Transform Ventures was founded by Michael Terpin, a crypto investor who previously sued a New York teenager for $71.4 million in damages for allegedly snatching cryptocurrency from his phone.
Transform Ventures has co-invested in a new holding company in what it states is an effort to accelerate blockchain investment and innovation. Alpha Transform Holdings (ATH) aims to support the blockchain ecosystem through investments via two new funds.
ATH was created by merging select assets from Transform Ventures and Alpha Sigma Capital’s parent company, which will include two funds amounting to $100 million in assets under management.
According to an announcement shared with Cointelegraph, the new assets include majority ownership in Content Syndicate, a Transform Ventures-backed content services company. Moreover, the investments will fund the creation of two funds: the Alpha Liquid digital asset fund and the Aegean Fund.
Transform Ventures was founded by Michael Terpin, a crypto investor who previously sued a New York teenager for $71.4 million in damages for allegedly snatching cryptocurrency from his phone. For ATH, Terpin invested $2.65 million in cash, Bitcoin (BTC) and Ether (ETH), with an option to invest an additional $2.9 million.
Speaking about the development, Enzo Villani, Alpha Transform Holding’s CEO and chief investment officer, stated:
“The ATH vision is to shepherd in a new era of financial and technological innovation leveraging decentralization, blockchain technology and Web3 infrastructure.”

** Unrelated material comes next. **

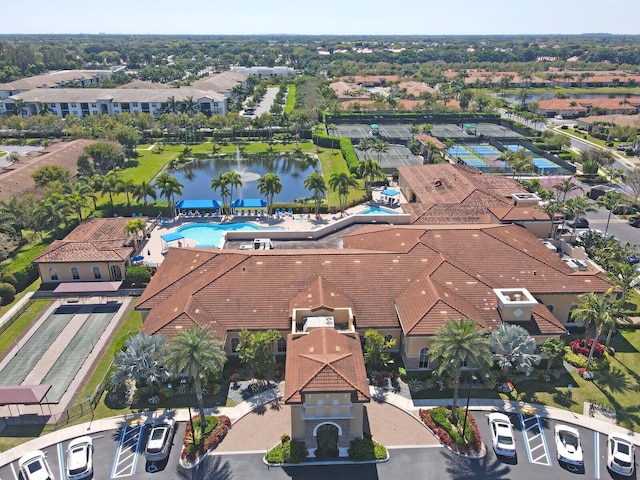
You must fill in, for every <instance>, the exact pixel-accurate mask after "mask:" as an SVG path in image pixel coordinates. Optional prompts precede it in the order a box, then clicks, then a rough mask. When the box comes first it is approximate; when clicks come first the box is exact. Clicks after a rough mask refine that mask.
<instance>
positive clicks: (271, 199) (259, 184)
mask: <svg viewBox="0 0 640 480" xmlns="http://www.w3.org/2000/svg"><path fill="white" fill-rule="evenodd" d="M258 191H259V192H260V193H261V194H262V195H264V196H266V197H267V214H268V215H271V213H272V211H273V197H274V195H277V194H279V193H280V192H281V191H282V182H281V181H280V177H279V176H278V175H277V174H275V173H265V174H264V175H263V176H262V177H260V178H259V179H258Z"/></svg>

The new holding company’s three focus areas include delivering suites of products under asset management, Alpha Transform products and Alpha Transform strategies.
While major investors and venture capitalists continue to pour millions of dollars into blockchain innovation, some investors have started showing negative sentiment, leading to increased outflows.
As Cointelegraph reported, based on CoinShares’ findings, “overall volumes across investment products were low at US$844m for the week,” with Bitcoin market volumes 15% lower than usual, averaging $57 billion.